2012年以降は負債のうち貸出も対GDP比で1~3%程度増えているようです。
3. 政府の金融勘定 対GDP比
続いて政府の金融勘定を見ていきましょう。
図3 日本 政府 金融勘定 対GDP比
(日本銀行 資金循環統計、 OECD統計データ より)
図3が日本の政府の金融勘定 対GDP比のグラフです。
1991年までは金融資産が対GDP比で3~6%ですが、負債が徐々に減っていき黒字主体化していきます。
その後1998年にかけて赤字主体化していき、1998~2004年頃で資金不足の大きな時期が続きますね。
対GDP比7~10%の水準が7年間ほど継続したようです。
後日判明すると思いますが、この期間に政府がここまで赤字主体化しているのは主要国で日本だけです。
この期間に累積した政府の負債が、現在の負債の中でも大きな割合を占めます。
その後2007年にかけて資金不足状態は解消していきますが、2008年からまた増大します。
リーマンショックを機に政府の支出が増えた時期ですね。
政府の負債は大部分が債務証券(国債、橙)となります。
また、2001年から2007年ころまでに、金融資産のうち現金・預金や財政融資資金預託金を減少させている期間が見受けられます。

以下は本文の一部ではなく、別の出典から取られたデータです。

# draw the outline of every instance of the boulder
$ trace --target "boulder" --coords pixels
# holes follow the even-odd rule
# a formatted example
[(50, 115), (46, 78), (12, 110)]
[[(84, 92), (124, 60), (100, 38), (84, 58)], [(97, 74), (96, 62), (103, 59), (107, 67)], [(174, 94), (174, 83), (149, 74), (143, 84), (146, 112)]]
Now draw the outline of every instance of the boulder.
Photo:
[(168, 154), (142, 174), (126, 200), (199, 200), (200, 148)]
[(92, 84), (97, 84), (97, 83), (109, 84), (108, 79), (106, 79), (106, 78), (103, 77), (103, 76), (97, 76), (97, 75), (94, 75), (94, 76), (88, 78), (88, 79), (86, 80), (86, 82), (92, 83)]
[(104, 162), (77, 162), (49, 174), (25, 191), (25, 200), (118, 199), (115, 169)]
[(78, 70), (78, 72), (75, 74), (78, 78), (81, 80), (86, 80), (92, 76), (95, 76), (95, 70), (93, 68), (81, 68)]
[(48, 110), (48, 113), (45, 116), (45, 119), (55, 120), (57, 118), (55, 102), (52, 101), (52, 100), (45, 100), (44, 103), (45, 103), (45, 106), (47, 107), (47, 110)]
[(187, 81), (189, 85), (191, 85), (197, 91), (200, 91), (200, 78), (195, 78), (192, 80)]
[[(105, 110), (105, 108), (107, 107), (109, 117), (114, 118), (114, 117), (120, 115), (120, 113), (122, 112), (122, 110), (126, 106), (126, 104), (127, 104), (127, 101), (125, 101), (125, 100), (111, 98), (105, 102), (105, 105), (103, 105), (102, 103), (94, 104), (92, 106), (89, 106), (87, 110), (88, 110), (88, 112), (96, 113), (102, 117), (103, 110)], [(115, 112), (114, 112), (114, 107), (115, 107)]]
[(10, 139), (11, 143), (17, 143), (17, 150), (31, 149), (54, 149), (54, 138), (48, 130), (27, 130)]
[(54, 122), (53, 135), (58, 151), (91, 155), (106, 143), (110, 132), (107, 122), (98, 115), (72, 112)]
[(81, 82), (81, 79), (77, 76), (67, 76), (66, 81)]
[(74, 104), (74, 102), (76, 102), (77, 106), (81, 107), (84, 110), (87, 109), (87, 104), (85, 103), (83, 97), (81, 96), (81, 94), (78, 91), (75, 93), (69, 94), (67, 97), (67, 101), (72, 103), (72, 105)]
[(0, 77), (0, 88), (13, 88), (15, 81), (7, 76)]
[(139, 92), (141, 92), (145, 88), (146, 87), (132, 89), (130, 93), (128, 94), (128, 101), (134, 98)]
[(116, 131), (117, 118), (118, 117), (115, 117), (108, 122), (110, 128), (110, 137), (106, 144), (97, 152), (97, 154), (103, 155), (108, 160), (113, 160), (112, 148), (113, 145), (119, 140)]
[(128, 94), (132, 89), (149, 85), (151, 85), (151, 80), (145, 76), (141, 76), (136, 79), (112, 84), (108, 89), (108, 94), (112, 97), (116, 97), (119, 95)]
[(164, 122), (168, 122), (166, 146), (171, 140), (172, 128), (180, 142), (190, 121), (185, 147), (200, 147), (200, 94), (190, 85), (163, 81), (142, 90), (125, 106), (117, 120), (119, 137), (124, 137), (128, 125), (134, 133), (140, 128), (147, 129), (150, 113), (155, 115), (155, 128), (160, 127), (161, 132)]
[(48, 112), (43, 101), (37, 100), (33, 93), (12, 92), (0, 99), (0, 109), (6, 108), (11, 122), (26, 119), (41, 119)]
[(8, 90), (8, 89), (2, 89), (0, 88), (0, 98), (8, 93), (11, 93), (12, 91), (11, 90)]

その分だけより資金不足状態となっているわけですが、このあたりの挙動は私にはわかりかねますので、どなたかに是非ご教示いただきたいですね。
対GDP比3~5%と比較的大きな割合となります。
日本銀行「資金循環統計の解説」では、「財政融資資金預託金」は次のように説明されています。
「財政投融資特別会計の財政融資資金勘定が、他の特別会計や公的機関などから受け入れる預託金であり、公的金融機関貸出等、財政投融資の原資となるものである」
また、「財政投融資」は財務省の説明によれば次のようなものとなります。
「税負担に拠ることなく、国債の一種である財投債の発行などにより調達した資金を財源として、政策的な必要性があるものの民間では対応が困難な長期・低利の資金供給や大規模・超長期プロジェクトの実施を可能とするための投融資活動です。」
4. 海外の金融勘定 対GDP比
次は日本に対する海外の金融勘定です。
図4 日本 海外 金融勘定 対GDP比
(日本銀行 資金循環統計、OECD統計データ より)
図4が日本に対する海外の金融勘定 対GDP比のグラフです。
金融資産も負債も1985~1989年で極端に拡大したのち、1990年に一気に収縮します。
バブル崩壊に連動した挙動変化のようです。
ただし、この期間も含めて一貫して海外は赤字主体です。
対GDP比で概ね2~4%の資金不足となります。
負債側を見ると1980年代から多いのが対外証券投資で、対GDP比3~7%くらいで継続しています。
対外証券投資は日本の金融機関と政府によるものが多いようです。
(1990~1997年のやや少ない期間や、2012~2013年などの例外もあります)
2005年あたりから存在感を増し始めるのが対外直接投資です。
対外直接投資で多いのは企業によるもので、図2と対応しています。
特に近年では対GDP比で3%前後に達しているようです。
日本に対する海外は、日本への金融資産も相応に増やしていて、対GDP比で5~10%程の水準のようです。
差引した資金過不足では赤字主体が続いていますが、金融資産も比較的多く保有している状況ですね。
5. 金融機関の金融勘定 対GDP比
最後に金融機関の金融勘定です。
図5 日本 金融機関 金融取引・資金過不足 対GDP比
(日本銀行 資金循環統計、 OECD統計データ より)
図5は日本の金融機関の金融勘定 対GDP比のグラフです。
まず驚きなのが、金融資産も負債も年間の金融取引が、近年では対GDP比で20~40%ほどもあるという事です。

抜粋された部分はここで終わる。